Windows 7 Eunach edition is out for pre-order

So Windows 7 has just appeared in online stores for pre-ordering. The pre-order deal is also very competitive. Except, it was. The news was announced yesterday and I jumped on to Amazon to get some prices and they were about £80 for the Home Professional version. Amazon have since mailshotted customers announcing the news, headling a price of £44.97, which I suspect is for the Home Premium version.

However, clicking through or searching for Windows 7 in Amazon now displays nothing more than a “Be notified when this product becomes available” message, alongside a reminder about the limited time period.

European users should look closely at the box, though. We’re special, because we get a special version, “Windows 7 Home Professional E”, “Ultimate E”, etc. The “E”, I guess, stands for “Europe”. In the top left hand corner of the box is the message “Windows 7 Home Premium E: Requires a web browser to access the Internet. Internet Explorer not included*”.

This is doubtlessly down to the European Union’s aggression towards Microsoft. Rightly or wrongly, Europe has an axe to grind where Microsoft are concerned. Citing anti-competitive practices, they have caused the creation of special SKUs particular to the European market with no Media Player before now, but now with no web browser.

Several questions jump out at me.

In the age of the connected operating system, what use is there in an OS with no web browser? The first thing a user typically does when they install a new OS is to jump on the Internet to download updates, install the latest drivers for hardware or just browse around while the OS completes its installation work. Doesn’t look like this will be possible for us.

If there is no browser in the box, how do you download a browser, without a browser?
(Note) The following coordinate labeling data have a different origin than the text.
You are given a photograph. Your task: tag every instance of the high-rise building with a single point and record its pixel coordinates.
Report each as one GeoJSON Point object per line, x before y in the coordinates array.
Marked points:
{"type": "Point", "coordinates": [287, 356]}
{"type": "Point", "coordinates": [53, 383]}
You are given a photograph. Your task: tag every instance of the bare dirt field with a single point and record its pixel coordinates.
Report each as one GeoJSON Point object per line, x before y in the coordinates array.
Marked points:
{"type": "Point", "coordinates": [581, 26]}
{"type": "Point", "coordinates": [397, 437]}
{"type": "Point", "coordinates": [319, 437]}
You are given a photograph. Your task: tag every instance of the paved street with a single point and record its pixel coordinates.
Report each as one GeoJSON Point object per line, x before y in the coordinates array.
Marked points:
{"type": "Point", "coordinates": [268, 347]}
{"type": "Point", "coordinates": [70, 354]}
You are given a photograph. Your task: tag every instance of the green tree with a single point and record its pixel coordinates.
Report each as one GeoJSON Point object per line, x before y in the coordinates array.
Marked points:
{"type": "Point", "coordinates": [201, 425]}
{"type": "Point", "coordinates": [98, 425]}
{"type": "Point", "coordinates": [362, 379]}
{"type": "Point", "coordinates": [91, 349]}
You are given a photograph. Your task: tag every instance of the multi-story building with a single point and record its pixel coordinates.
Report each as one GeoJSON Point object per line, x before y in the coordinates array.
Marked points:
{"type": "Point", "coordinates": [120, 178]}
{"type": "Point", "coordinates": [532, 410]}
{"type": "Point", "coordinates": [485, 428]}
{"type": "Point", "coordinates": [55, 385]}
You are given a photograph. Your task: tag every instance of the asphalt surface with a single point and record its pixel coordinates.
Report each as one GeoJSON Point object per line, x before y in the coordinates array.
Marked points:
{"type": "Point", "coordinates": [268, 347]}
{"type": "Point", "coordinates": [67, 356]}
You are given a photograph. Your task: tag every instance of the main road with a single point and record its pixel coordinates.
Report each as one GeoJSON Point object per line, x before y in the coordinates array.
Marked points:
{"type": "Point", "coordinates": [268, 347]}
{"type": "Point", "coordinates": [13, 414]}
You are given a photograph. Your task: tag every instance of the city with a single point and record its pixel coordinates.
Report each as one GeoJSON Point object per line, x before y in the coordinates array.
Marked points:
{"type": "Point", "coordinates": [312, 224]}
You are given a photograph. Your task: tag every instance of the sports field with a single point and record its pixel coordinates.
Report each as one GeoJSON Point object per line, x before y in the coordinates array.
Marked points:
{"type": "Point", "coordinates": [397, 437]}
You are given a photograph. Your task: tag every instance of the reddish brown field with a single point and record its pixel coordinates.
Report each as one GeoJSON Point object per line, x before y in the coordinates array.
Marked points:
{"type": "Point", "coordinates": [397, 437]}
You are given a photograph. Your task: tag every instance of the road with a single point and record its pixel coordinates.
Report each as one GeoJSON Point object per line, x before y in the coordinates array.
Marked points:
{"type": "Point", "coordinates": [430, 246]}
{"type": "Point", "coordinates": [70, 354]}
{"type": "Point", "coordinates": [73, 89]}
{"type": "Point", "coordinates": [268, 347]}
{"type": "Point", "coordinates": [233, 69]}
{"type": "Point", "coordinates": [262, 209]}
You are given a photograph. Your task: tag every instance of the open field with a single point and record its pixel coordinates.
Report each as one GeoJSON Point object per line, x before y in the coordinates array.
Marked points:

Maybe there is a splash screen that allows you to download a browser from a finite list of “approved” browsers such as Internet Explorer or Firefox. Isn’t this “approved list” just as anti-competitive?

Local, off-line content may need a web browser just as much as an Internet connected machine. Many software applications use the IE component in particular to display help information, or enhanced splash screens/dashboards. How will these programs work, if at all? Just because you may not be on the Internet, doesn’t mean you don’t need a web browser. How can a user install a web browser to facilitate this function with no Internet connection?

This really winds me up. This will only cause slower browsers like Firefox to become more popular and increase the variety of browser standards which will mean compatibility with systems and web sites can only get worse, which is annoying after Microsoft have done so much to improve issues with IE 8. An end user is not going to know the value of IE over Firefox, Chrome over IE or some open source browser some geek has coded in his bedroom over a reputable, supported browser. They want to use their computer to get on the internet, fast.

This is typical European legislation getting in the way of common sense. It makes me want to vote for the BNP and reduce their effects, though common sense and basic intelligence means I won’t do this. What is their next step? After removing Media Player, and now Internet Explorer, will they remove Windows Explorer – after all if it is the default GUI/shell then isn’t that anti-competitive?

As an aside, I noticed yesterday Ultimate edition was down as a “notify when becomes available” whereas the lower-end SKUs were available for pre-order. I do hope Ultimate will have a price before the reduced prices expire, otherwise they may raise the prices, then release Ultimate for purchase meaning those who want Ultimate have to pay full price, or twice for Professional version then use the AnyTime upgrade path to get to Ultimate.